Eu sempre fui um golpista, um trapaceiro. Meu negócio era "dinheiro fácil". Costumava assaltar velhinhas indefesas, na "saidinha de bancos" após receberem seus pecúlios, pensões ou aposentadorias, nos guichês. Os dias de pagamento da Previdência Social estavam, todos, marcados em meu calendário e em minha agenda de trabalho. Golpes e falcatruas eram meus instrumentos de trabalho. Fui entregador de pizza, entregador de flores, cestas de café da manhã... Sempre foi fácil para eu acessar um prédio residencial inteiro, escritórios então, eram mais fáceis ainda. Trancava todos no banheiro e saía ileso, pela mesma portaria, por onde entrei com as "flores". Agradecia ao porteiro e saía sorrindo com dinheiro e jóias nos bolsos. Dias, semanas e até meses antes, eu planejava a estratégia do ataque. Vasculhava as latas de lixo, pois o lixo fala muito sobre seus donos. Lá, eu conhecia o nome da vítima, nas correspondências mal rasgadas dos moradores. Tinha acesso ao número do apartamento, data de nascimento em formulários ou informativos e... pronto. Já tinha o álibi para entrar no local. O resto era mais fácil: um presente, uma entrega especial, um bom disfarce de carteiro, florista ou entregador... tudo dependia da ocasião e do perfil da vítima escolhida.

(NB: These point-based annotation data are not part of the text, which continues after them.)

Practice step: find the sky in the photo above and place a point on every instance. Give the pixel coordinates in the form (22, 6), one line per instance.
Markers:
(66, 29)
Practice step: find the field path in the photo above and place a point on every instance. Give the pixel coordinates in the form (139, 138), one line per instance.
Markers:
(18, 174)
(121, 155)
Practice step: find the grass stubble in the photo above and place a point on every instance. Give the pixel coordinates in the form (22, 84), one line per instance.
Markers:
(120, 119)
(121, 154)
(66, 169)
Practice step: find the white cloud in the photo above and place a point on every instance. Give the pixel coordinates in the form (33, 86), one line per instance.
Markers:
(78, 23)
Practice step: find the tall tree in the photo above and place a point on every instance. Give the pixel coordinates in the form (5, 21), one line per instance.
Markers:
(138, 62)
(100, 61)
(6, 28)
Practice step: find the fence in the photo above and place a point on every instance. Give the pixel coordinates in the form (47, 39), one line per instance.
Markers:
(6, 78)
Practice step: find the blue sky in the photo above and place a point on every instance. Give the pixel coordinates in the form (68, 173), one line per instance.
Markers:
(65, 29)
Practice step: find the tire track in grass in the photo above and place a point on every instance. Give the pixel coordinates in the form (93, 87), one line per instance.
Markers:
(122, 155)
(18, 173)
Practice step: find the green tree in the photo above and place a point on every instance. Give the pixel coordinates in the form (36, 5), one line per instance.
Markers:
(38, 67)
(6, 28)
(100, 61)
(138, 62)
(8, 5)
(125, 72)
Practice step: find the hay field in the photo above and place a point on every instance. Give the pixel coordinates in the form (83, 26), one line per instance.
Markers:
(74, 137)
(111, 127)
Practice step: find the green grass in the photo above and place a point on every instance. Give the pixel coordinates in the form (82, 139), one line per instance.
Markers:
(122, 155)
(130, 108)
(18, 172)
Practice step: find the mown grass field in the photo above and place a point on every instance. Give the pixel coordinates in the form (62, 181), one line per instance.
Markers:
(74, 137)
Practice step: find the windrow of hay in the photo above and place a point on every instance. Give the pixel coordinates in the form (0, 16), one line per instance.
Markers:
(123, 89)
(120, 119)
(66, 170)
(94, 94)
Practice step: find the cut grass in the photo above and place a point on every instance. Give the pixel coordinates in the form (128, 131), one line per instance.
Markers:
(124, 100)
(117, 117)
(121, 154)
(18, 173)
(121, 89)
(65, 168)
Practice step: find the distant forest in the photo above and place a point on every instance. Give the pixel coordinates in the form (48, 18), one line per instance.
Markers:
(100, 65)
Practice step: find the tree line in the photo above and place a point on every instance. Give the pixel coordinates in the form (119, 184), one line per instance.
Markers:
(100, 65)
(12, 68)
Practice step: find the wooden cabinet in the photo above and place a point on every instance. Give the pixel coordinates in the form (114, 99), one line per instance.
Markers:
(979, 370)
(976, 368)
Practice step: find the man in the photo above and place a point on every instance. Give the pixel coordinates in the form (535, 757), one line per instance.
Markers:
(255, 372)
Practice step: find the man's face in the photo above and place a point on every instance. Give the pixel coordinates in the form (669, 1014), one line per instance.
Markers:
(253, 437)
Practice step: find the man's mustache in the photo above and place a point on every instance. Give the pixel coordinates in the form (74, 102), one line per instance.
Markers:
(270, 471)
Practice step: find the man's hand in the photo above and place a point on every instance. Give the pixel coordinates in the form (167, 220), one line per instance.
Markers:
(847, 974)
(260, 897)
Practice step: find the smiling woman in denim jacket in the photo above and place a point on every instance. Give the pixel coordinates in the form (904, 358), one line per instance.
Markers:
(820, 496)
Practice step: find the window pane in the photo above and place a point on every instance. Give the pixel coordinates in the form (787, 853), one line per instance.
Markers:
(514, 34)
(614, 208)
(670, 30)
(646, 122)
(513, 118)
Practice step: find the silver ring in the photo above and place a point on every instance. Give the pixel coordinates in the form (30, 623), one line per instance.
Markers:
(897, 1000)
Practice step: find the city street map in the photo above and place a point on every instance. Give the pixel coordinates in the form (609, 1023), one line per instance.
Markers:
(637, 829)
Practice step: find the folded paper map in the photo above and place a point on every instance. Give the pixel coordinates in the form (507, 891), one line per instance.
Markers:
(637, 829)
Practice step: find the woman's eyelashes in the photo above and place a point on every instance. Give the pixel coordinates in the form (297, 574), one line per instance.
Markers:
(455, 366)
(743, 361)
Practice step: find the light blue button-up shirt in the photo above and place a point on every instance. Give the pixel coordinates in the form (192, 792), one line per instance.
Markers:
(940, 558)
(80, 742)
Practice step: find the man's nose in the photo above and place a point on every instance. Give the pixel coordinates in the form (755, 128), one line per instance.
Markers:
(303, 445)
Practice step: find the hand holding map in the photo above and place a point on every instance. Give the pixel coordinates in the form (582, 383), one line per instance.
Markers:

Outra coisa que me ajudava, e muito, é o fato de que eu sempre trabalhei sozinho, o que dificultava que eu fosse pego.

É claro que eu andava armado, só para me garantir. Eu não sou partidário do uso da violência, por isso escolhia minhas vítimas a dedo, traçando com antecedência, o risco de reações indesejadas.

Como vocês podem ver, eu sempre fui muito profissional e meticuloso em meu trabalho.

Épocas de festas, principalmente o natal, eram muito lucrativas, pois eu conseguia por as mãos em verdadeiras boladas. Décimos terceiros salários e economias para as compras, por vezes vinham parar inteirinhos em minhas mãos.

Lembro-me de um natal em que eu entrei em uma joalheria com o pretexto de comprar um presente para minha esposa. Assaltei a joalheria e os clientes também. Todos estavam com suas carteiras recheadas. Fiz um bom dinheiro e nem precisei trabalhar no verão seguinte. Tirei umas, merecidas, férias.

O mais curioso disso tudo é que eu nunca me considerei um "criminoso". Não sei se pelo fato de eu nunca ter atirado em ninguém ou ferido seriamente uma pessoa, ou, porque eu levava a sério meu trabalho. A verdade é que eu recriminava a violência e sempre me coloquei contra a qualquer tipo de agressão. Sempre critiquei e me indignei com as práticas agressivas que estampavam as manchetes dos jornais. Não posso dizer que eu tratava bem as minhas vítimas, a final, eu tinha que demonstrar do que eu "seria capaz", caso não cooperassem.

Eu intimidava, acuava... Fazia tudo para ter a certeza de poder agir sem interferências. Por isso, empurrões, socos nas costas, tapas na cara e até coronhadas na cabeça, faziam parte do meu repertório. Eu sempre gostei de dar uma ou duas coronhadas em alguém mais saidinho. Mas eu sabia onde bater, para que resultasse apenas em uma escoriação, um roxo, uma contusão fraca. Já amarrei com fita crepe, amordacei, sufoquei brevemente, com sacola plástica; mas nunca tive a intenção de deixar sérias sequelas ou de acabar com a vida de alguém. A verdade é que isso me soava como um favor, uma caridade... Eu nunca me enxerguei como um sujeito ruim, mau, perverso. Mas eu sabia, lá no fundo, eu sabia que, no caso de ter que salvar meu couro, eu seria capaz de matar.